Hudson-Alpha Institute for Biotechnology President and Director Richard Myers described the approaches that ENCODE participants are using to bring together the disparate data types being generated by numerous high-throughput functional genomics techniques, including RNA-Seq, RNA array, transcription factor ChIP-Seq, and SNP genotyping.
The effort involves many groups using various assays and cell lines but with standardized methods, reagents, and analyses, he explained, doing "lots of experiments in a systematic and standardized way."
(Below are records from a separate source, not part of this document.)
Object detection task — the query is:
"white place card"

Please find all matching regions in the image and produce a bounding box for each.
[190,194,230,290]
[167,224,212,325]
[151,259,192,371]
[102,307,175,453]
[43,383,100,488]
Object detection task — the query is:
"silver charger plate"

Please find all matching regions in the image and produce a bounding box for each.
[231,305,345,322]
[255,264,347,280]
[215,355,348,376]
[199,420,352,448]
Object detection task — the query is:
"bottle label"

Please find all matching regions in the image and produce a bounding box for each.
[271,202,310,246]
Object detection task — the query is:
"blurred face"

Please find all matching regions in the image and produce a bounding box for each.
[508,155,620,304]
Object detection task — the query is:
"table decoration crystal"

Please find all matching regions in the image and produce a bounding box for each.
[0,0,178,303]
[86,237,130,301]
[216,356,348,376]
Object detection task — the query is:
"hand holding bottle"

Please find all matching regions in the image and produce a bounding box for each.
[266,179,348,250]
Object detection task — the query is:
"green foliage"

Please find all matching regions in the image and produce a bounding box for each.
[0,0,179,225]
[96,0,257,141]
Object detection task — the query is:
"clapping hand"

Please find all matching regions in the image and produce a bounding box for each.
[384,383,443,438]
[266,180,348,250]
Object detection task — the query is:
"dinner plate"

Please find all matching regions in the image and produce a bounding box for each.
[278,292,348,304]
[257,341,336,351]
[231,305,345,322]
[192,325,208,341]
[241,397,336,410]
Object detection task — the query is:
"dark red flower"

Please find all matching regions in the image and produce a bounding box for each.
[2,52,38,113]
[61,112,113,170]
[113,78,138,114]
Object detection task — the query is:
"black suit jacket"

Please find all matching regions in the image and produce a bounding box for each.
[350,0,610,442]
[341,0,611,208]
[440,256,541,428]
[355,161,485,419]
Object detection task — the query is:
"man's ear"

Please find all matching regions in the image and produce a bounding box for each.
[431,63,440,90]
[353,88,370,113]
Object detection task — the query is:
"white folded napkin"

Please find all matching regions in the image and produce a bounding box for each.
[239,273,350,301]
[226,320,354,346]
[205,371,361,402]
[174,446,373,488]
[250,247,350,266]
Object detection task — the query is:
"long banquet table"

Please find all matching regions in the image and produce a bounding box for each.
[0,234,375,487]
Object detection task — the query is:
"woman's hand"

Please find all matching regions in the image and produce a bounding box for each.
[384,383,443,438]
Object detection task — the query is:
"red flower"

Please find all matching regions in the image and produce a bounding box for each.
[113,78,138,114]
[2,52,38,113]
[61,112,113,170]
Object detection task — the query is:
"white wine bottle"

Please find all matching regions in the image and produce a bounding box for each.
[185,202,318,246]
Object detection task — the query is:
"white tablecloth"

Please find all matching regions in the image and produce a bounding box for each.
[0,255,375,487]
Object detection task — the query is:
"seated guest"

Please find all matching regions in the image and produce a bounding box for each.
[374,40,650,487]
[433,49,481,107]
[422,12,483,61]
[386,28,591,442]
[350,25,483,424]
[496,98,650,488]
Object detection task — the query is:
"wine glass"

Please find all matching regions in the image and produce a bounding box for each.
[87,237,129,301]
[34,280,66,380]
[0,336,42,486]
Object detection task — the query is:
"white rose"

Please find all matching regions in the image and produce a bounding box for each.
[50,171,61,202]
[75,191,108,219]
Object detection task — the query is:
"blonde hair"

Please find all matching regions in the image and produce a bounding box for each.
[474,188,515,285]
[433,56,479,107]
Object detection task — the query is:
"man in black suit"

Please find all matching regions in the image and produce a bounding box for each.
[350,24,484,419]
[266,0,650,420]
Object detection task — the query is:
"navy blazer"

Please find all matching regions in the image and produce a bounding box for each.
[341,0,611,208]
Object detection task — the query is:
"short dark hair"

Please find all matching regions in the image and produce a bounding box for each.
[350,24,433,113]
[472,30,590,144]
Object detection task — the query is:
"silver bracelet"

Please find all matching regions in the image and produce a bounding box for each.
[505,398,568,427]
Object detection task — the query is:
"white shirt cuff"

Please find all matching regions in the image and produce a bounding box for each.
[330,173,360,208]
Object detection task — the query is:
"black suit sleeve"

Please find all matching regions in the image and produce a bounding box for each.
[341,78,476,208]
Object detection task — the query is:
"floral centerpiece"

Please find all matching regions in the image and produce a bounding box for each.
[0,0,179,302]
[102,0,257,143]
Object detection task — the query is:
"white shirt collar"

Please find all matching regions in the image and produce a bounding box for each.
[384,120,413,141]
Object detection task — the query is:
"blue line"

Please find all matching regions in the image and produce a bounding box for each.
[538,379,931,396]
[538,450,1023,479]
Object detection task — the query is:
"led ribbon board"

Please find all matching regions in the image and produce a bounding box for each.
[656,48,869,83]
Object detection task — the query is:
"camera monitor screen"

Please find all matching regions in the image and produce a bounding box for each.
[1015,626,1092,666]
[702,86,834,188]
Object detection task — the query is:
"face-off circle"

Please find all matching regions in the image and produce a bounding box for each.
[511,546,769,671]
ENCODE, an effort to identify all of the functional elements in the human genome, was launched in the fall of 2003 through the National Human Genome Research Institute. In 2007, the ENCODE team published several publications from the pilot phase of ENCODE. NHGRI announced that it would fund additional studies to scale up ENCODE later that year.
Of late, the team has been focusing on two "Tier 1" cell lines: a HapMap lymphoblastoid cell line, called GM12878, which is also being sequenced by the 1000 Genomes Project, and a chronic myeloid leukemia line called K562. They also plan to look at five "Tier 2" lines — including HeLa cells and primary keratinocytes — as well as other "Tier 3" cell types down the road.
By developing a uniform analysis pipeline, consortium members have already been able to start bringing together and validating data generated in different labs, Myers explained.
Some biological stories are already starting to come out of the data, Myers noted, though researchers still have a ways to go to understand what many of the functional element patterns mean.
And while the results are expected to yield a wealth of biological insights down the road, that will involve more experiments — particularly for testing hypotheses about biological function that come out of the integrated data.
Still, Myers said the pay-off for such experiments is higher now than it was even six months or a year ago. He said the project will likely continue to expand, involving more and more cell types and, potentially, tissues and mouse models as well.